Saturno Contro: recensione in anteprima

Saturno Contro (Italia, 2007) di Ferzan Ozpetek; con PierFrancesco Favino, Stefano Accorsi, Luca Argentero, Margherita Buy, Ambra Angiolini, Serra Yilmaz, Milena Vukotic, Isabella Ferrari, Ennio Fantastichini.

Un gruppo molto affiatato di amici, dai trent'anni in su, capaci di passare intere serate attorno ad un tavolo, tra chiacchiere, litigi e divertimenti vari. Una piccola famiglia, non tradizionale, ma non per questo meno ricca d'amore.
Luca Argentero ed un fenomenale PierFrancesco Favino sono una felice coppia omosessuale, conviventi, innamorati, con addirittura un conto in banca in comune.
Margherita Buy e Stefano Accorsi sono una coppia eterosessuale, sposata, con due figli, ed una crisi coniugale che sfocia nel tradimento, grazie alla presenza di Isabella Ferrari.
Ambra è la classica "frociarola", amica di Lorenzo, Luca Argentero nel film, da una vita, ovviamente innamorata di lui in gioventù, per poi scoprirlo gay, malinconica, fissata con l'astrologia, debole, tanto da nascondersi dietro il paravento delle droghe, di ogni tipo.
A completare il fantastico quadro Serra Yilmaz, una sorta di mentore del gruppo, il vero collante tra le varie personalità presenti, ed un superbo Ennio Fantastichini, "frocio" e non "gay", tristemente solo e affezionato ad un antico amore ormai perduto. Ovviamente dei tragici eventi porteranno una vera rivoluzione, nel cuore e negli animi di tutti loro.
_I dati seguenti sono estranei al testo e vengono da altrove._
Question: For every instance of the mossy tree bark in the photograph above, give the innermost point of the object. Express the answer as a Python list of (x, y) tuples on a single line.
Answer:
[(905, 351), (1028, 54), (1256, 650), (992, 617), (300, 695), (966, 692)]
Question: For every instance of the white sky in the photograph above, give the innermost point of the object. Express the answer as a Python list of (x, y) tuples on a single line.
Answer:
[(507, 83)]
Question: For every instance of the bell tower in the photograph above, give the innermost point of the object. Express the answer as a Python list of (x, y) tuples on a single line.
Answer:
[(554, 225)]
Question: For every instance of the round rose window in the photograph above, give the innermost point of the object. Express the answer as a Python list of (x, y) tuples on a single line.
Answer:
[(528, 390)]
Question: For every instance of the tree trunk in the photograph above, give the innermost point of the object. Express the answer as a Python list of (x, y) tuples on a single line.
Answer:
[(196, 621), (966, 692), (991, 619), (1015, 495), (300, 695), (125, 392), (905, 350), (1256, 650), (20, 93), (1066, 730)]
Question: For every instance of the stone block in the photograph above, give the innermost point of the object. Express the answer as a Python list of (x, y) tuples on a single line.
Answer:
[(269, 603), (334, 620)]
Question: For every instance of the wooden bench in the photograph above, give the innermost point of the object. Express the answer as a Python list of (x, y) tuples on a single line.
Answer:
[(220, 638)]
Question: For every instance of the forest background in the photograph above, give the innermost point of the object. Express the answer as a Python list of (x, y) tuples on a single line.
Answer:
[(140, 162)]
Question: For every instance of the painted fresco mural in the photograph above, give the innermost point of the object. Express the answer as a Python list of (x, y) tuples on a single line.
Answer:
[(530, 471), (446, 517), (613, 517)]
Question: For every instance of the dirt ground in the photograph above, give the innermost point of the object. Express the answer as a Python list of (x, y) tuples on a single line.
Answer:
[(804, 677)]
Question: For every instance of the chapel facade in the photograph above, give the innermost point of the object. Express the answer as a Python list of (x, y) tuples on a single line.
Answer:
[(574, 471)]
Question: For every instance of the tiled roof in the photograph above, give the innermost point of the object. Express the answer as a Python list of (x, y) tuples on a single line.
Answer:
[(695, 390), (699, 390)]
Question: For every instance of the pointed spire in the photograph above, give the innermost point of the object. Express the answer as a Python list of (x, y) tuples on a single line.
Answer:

Ozpetek è abilissimo nel dirigere un cast di altissimo livello, in un film corale che strizza l'occhio a classici del cinema, e del genere, come Il Grande Freddo.
Un film toccante, emozionante, il più maturo del regista, cresciuto sotto tutti i punti di vista, anche prettamente tecnici, oltre che narrativi, capace di crescere pian piano, svelando con minuziosa calma i lati di tutti i protagonisti.
Un film che ha come tema centrale quello dell'amicizia, vista come una sorte di famiglia allargata, oltre a quello dell'amore, della morte, e delle difficoltà che nascono in conseguenza di essa.
Ferzan tratta temi attualissimi, dalla necessità di realizzare il prima possibile una legge che regolarizzi le coppie di fatto, passando per una strizzatina d'occhio, nemmeno tanto velata, al problema dell'eutanasia. Ozpetek realizza il suo film più personale e biografico, oltrechè maturo, rappresentando quello che per lui è l'amicizia, intesa come vera famiglia, tradizionale o non, sottolineando l'importanza della sua presenza, quasi superiore a quella dell'amore, di avere al proprio fianco persone capaci di sacrificare ogni cosa, nel momento in cui si ha bisogno della loro presenza, del loro aiuto.
La pellicola affronta poi il tema della morte, delle conseguenze che questa comporta, delle difficoltà che necessariamente nascono nel momento stesso in cui qualcuno viene a mancare, dal doversi per forza di cose separare da lui.
Girato interamente a Roma, addirittura nella casa di Ozpetek, e al Circeo per la parte finale, la pellicola gode di uno struggente, caliente, latino e passionale tema musicale, realizzato da Neffa. Diversi i momenti emozionanti, cosi come quelli divertenti. Spesso ci si commuove, accompagnati dalla capacità quasi poetica di Ozpetek di utlizzare la macchina da presa.
Impeccabili tutti i personaggi, forse i più riusciti sono proprio quelli secondari, grazie a battute dirette e affilate, come quelli di Ambra e Fantastichini
Nel complesso un film duro, toccante, malinconico ma positivo, ottimamente diretto e sceneggiato, da un regista sempre più italiano, sempre più bravo, sempre più "autore", sempre più portato a trattare temi scomodi, ma attuali, da lui stesso vissuti in prima persona.
Da vedere assolutamente, da venerdì, quando sbarcherà in 430 sale, distribuito dalla Medusa.